Quantum's employees carried out the work relevant to the Services Agreement at Schenker's premises. Mr Murugiah was an employee of Quantum and directly responsible for Quantum's operations at Schenker's premises.

Approximately six months after the Services Agreement was entered into, Mr Murugiah sought to end his employment at Quantum and accept a position at Schenker. This lead to Quantum seeking an order from the court that would prevent Schenker from employing Mr Murugiah pursuant to the Restraint.

The Services Agreement did not require Schenker to:

  • act in Quantum’s interests; or
  • acquire a minimum level of services from Quantum; or
  • acquire services exclusively from Quantum.

As a result, Quantum submitted that it was vulnerable to Schenker's ability to engage its employees and undertake the work relevant to the Services Agreement itself. Schenker could do this by, for example, employing Quantum's employees (such as Mr Murugiah). In these circumstances, Quantum submitted that the operation of the Restraint, in the context of Schenker attempt to employ Mr Murugiah, was reasonable because it went no further than is necessary to protect its legitimate business interests. These being Quantum's interests in protecting its confidential information, maintaining its staff connection, and maintaining the stability of its workforce.

Legitimate business interest outweighs possible damage

At the outset, Justice Robb held that the Restraint was prima facie invalid at common law. However, he observed that the Act constitutes a "significant alteration to the common law principles." Was there a legitimate business interest capable of protection?

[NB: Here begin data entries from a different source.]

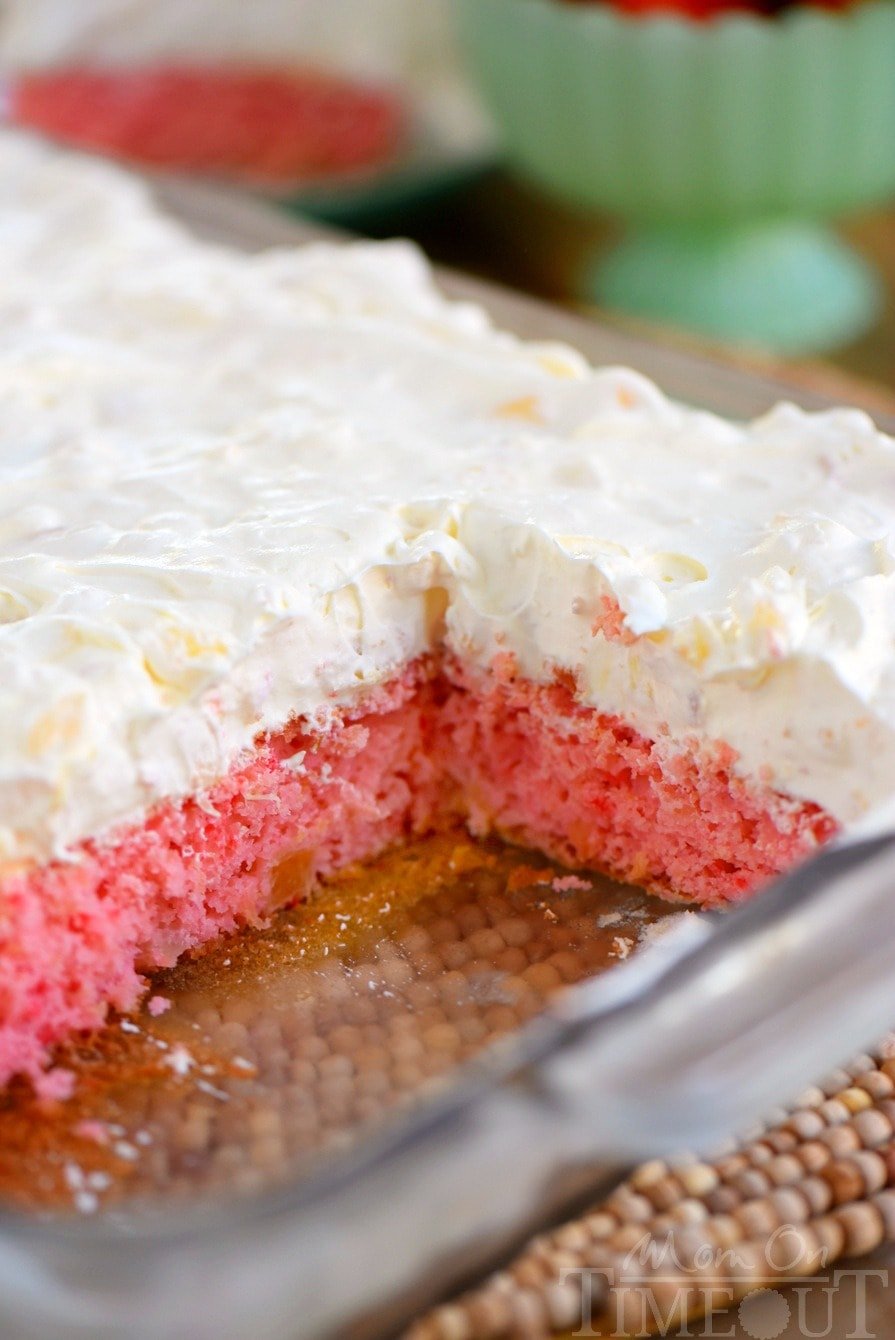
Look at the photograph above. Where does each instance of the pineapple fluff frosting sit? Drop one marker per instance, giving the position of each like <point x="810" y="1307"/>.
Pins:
<point x="241" y="489"/>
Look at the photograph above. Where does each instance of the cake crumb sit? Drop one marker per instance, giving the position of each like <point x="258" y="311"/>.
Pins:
<point x="55" y="1086"/>
<point x="180" y="1060"/>
<point x="657" y="930"/>
<point x="570" y="883"/>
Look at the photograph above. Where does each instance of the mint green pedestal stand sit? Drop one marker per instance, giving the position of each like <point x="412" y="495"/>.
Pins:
<point x="722" y="148"/>
<point x="789" y="287"/>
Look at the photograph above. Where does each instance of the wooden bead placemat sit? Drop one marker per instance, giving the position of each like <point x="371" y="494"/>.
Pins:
<point x="249" y="1060"/>
<point x="678" y="1238"/>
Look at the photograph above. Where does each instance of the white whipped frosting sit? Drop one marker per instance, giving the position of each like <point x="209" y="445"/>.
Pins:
<point x="229" y="483"/>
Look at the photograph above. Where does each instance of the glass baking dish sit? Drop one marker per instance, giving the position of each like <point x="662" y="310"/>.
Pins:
<point x="273" y="1185"/>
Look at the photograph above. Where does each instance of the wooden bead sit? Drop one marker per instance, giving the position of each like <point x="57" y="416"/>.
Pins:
<point x="863" y="1228"/>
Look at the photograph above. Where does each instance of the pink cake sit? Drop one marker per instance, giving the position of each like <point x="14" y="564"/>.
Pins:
<point x="298" y="560"/>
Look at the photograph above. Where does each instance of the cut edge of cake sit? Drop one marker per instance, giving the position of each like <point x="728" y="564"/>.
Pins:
<point x="441" y="743"/>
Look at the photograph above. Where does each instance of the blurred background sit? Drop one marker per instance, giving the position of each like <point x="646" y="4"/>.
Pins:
<point x="716" y="173"/>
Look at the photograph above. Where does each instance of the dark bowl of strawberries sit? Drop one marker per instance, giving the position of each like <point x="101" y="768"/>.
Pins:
<point x="724" y="133"/>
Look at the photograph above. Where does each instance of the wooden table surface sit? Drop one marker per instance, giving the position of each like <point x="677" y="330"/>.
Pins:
<point x="508" y="232"/>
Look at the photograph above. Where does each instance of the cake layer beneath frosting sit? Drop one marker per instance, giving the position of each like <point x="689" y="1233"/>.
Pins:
<point x="240" y="489"/>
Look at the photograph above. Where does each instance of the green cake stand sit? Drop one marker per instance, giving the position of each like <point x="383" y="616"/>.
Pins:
<point x="725" y="146"/>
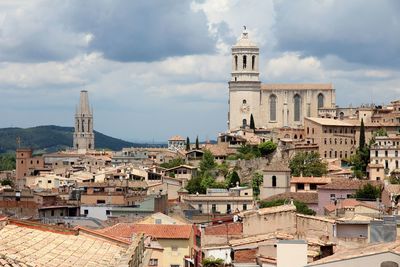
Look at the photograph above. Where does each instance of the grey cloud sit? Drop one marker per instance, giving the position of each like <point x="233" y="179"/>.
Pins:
<point x="366" y="32"/>
<point x="123" y="31"/>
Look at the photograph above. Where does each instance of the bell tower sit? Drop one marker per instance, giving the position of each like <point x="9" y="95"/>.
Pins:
<point x="245" y="85"/>
<point x="83" y="135"/>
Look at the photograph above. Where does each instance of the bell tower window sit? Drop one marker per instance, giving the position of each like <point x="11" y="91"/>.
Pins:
<point x="235" y="62"/>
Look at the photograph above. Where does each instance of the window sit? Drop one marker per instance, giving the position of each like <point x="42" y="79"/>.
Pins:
<point x="213" y="208"/>
<point x="297" y="105"/>
<point x="272" y="107"/>
<point x="235" y="62"/>
<point x="313" y="187"/>
<point x="320" y="101"/>
<point x="244" y="123"/>
<point x="300" y="186"/>
<point x="153" y="262"/>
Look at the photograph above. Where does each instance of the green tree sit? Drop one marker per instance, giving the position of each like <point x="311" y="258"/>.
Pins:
<point x="308" y="164"/>
<point x="187" y="143"/>
<point x="211" y="262"/>
<point x="368" y="192"/>
<point x="7" y="182"/>
<point x="361" y="142"/>
<point x="256" y="183"/>
<point x="172" y="163"/>
<point x="301" y="207"/>
<point x="197" y="143"/>
<point x="252" y="125"/>
<point x="207" y="163"/>
<point x="233" y="178"/>
<point x="267" y="148"/>
<point x="7" y="162"/>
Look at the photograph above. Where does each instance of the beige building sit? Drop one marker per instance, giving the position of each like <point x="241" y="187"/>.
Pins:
<point x="272" y="105"/>
<point x="385" y="152"/>
<point x="276" y="180"/>
<point x="221" y="201"/>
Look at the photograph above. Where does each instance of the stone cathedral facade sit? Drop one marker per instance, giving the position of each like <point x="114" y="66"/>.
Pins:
<point x="83" y="135"/>
<point x="272" y="105"/>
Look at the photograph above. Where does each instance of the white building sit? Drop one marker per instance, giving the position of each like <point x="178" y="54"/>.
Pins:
<point x="272" y="105"/>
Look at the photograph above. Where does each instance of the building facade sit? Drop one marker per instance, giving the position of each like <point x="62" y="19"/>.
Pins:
<point x="272" y="105"/>
<point x="83" y="135"/>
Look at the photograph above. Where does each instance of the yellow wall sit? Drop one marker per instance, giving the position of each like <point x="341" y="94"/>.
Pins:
<point x="175" y="257"/>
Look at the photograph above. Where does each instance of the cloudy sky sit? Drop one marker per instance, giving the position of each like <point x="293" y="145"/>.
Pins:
<point x="159" y="68"/>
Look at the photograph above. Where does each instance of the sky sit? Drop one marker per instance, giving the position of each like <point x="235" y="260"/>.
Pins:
<point x="155" y="69"/>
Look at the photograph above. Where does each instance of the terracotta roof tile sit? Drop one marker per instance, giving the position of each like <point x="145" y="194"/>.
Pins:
<point x="161" y="231"/>
<point x="305" y="197"/>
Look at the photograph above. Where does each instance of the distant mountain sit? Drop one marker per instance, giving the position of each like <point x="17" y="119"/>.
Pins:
<point x="53" y="138"/>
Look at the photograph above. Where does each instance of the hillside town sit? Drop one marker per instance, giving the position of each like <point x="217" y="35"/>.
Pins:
<point x="295" y="180"/>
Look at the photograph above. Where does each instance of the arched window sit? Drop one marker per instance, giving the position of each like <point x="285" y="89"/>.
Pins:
<point x="320" y="101"/>
<point x="235" y="62"/>
<point x="297" y="105"/>
<point x="272" y="108"/>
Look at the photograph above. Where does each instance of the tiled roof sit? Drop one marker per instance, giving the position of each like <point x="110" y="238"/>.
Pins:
<point x="349" y="202"/>
<point x="305" y="197"/>
<point x="310" y="180"/>
<point x="346" y="254"/>
<point x="160" y="231"/>
<point x="347" y="184"/>
<point x="297" y="86"/>
<point x="34" y="247"/>
<point x="176" y="138"/>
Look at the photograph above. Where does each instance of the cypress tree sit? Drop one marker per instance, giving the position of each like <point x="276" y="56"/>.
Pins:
<point x="187" y="144"/>
<point x="197" y="143"/>
<point x="361" y="142"/>
<point x="252" y="125"/>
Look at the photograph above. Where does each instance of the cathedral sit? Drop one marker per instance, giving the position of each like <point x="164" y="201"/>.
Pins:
<point x="272" y="105"/>
<point x="83" y="135"/>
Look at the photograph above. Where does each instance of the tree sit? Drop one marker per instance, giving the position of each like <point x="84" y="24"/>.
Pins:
<point x="368" y="192"/>
<point x="187" y="144"/>
<point x="252" y="125"/>
<point x="308" y="164"/>
<point x="172" y="163"/>
<point x="267" y="148"/>
<point x="207" y="163"/>
<point x="233" y="179"/>
<point x="6" y="182"/>
<point x="301" y="207"/>
<point x="211" y="262"/>
<point x="7" y="162"/>
<point x="361" y="142"/>
<point x="256" y="182"/>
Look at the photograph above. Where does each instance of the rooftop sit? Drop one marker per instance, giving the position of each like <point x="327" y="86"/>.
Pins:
<point x="160" y="231"/>
<point x="297" y="86"/>
<point x="35" y="247"/>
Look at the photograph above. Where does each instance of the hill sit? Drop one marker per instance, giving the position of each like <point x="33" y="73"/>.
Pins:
<point x="53" y="138"/>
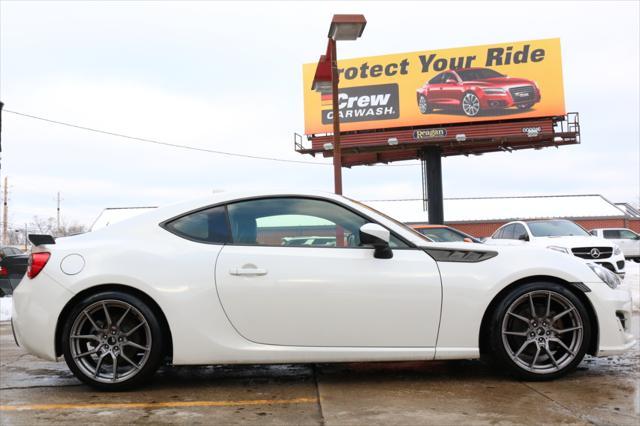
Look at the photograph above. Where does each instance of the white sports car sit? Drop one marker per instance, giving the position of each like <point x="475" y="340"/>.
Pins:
<point x="211" y="282"/>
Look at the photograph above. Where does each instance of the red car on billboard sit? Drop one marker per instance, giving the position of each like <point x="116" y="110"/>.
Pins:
<point x="473" y="91"/>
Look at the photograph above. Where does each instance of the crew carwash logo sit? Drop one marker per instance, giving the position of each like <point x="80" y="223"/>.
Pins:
<point x="364" y="103"/>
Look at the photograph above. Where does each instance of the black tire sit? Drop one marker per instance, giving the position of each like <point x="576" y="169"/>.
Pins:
<point x="138" y="312"/>
<point x="521" y="353"/>
<point x="423" y="105"/>
<point x="470" y="105"/>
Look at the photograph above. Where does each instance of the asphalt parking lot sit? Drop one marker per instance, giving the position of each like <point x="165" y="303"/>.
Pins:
<point x="602" y="391"/>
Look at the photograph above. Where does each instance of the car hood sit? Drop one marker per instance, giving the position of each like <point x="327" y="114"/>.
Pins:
<point x="572" y="241"/>
<point x="524" y="260"/>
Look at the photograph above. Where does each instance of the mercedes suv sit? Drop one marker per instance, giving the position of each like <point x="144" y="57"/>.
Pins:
<point x="564" y="236"/>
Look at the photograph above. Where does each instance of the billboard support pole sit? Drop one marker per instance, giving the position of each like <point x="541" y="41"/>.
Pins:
<point x="431" y="159"/>
<point x="337" y="154"/>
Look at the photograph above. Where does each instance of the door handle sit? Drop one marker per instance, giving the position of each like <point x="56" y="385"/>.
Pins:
<point x="248" y="271"/>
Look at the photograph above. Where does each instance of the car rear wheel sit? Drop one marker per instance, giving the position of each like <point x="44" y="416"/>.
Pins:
<point x="423" y="105"/>
<point x="112" y="341"/>
<point x="524" y="106"/>
<point x="470" y="104"/>
<point x="540" y="331"/>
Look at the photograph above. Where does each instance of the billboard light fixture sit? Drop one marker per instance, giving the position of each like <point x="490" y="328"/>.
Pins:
<point x="347" y="27"/>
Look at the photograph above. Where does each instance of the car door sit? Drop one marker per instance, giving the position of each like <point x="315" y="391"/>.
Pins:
<point x="434" y="92"/>
<point x="451" y="92"/>
<point x="335" y="295"/>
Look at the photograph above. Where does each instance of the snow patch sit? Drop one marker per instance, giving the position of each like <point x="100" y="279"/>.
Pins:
<point x="632" y="282"/>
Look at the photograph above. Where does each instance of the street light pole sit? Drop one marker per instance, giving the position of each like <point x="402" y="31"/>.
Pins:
<point x="326" y="78"/>
<point x="337" y="154"/>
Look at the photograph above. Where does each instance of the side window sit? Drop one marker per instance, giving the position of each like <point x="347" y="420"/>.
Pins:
<point x="628" y="235"/>
<point x="611" y="234"/>
<point x="296" y="222"/>
<point x="447" y="76"/>
<point x="508" y="232"/>
<point x="207" y="226"/>
<point x="519" y="232"/>
<point x="436" y="80"/>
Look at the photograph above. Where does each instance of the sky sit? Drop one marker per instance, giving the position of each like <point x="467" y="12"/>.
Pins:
<point x="228" y="76"/>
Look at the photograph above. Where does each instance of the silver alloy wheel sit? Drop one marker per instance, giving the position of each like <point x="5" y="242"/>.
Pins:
<point x="110" y="341"/>
<point x="542" y="332"/>
<point x="422" y="104"/>
<point x="471" y="104"/>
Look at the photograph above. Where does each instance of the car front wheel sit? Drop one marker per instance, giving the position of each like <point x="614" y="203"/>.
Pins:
<point x="470" y="105"/>
<point x="540" y="331"/>
<point x="112" y="341"/>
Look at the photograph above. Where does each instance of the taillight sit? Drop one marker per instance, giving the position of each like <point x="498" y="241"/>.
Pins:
<point x="37" y="262"/>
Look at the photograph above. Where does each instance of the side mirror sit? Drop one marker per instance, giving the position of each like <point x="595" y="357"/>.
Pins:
<point x="377" y="236"/>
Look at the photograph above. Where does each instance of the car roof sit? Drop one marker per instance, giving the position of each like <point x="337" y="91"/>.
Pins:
<point x="428" y="226"/>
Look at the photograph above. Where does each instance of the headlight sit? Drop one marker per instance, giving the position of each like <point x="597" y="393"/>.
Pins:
<point x="605" y="275"/>
<point x="560" y="249"/>
<point x="494" y="91"/>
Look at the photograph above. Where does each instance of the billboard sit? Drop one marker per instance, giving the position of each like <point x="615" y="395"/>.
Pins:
<point x="469" y="84"/>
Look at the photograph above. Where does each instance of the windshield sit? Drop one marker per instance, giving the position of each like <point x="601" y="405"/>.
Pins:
<point x="441" y="235"/>
<point x="556" y="228"/>
<point x="478" y="74"/>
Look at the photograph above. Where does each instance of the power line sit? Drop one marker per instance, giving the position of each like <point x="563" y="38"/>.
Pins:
<point x="169" y="144"/>
<point x="174" y="145"/>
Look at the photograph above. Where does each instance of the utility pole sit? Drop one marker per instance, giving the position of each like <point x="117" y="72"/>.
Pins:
<point x="5" y="211"/>
<point x="58" y="215"/>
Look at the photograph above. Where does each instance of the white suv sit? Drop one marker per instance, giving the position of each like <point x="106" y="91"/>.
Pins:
<point x="626" y="239"/>
<point x="564" y="236"/>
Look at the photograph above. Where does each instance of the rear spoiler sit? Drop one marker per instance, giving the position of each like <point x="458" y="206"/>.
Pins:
<point x="40" y="239"/>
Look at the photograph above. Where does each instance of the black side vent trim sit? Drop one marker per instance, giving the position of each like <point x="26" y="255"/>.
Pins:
<point x="456" y="255"/>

Justice Robb agreed with Quantum's submission that under the Services Agreement, Quantum was vulnerable to Schenker undertaking the work that Quantum had agreed to perform. Further, he found that Quantum's commercial interests, particularly given its vulnerability under the Services Agreement, outweighed the possible damage to the public interest caused by the Restraint.

Given this, Justice Robb decided that:

"the need for the protection provided by the provision can be justified because of the special circumstances of the sub-contract and Quantum's vulnerable commercial position."

In these circumstances, Justice Robb concluded that there was a prima facie case the Restraint was enforceable and that the balance of convenience favoured Schenker, with the result that Mr Murugiah was restrained from working for Quantum until a final hearing.

Legitimate interests in your restraint?

Justice Robb's approach in Quantum v Schenker suggests that a contract which restrains two employers from poaching each other's employees will be upheld in some circumstances. The Quantum v Schenker decision indicates that such a restraint may be justified when the purpose and effect of the restraint is to protect an employer’s confidential information, staff connection, and stability of its workforce, especially where the employee works in a secondment-like arrangement that makes them vulnerable to poaching.

That said, employers must remember that, as Justice Robb observed in Quantum v Schenker, "each case requires the identification of the legitimate interest, and a consideration of whether the restraint, so far as it applies to the alleged breach, provides reasonable protection for that interest." When drafting a restraint of trade clause, employers must cautiously ensure they are protecting their legitimate interests in a way that is not contrary to the public interest. By exercising this caution, there is scope for employers in some instances to agree with other parties to not poach one another's employees, as demonstrated by the Quantum v Schenker decision.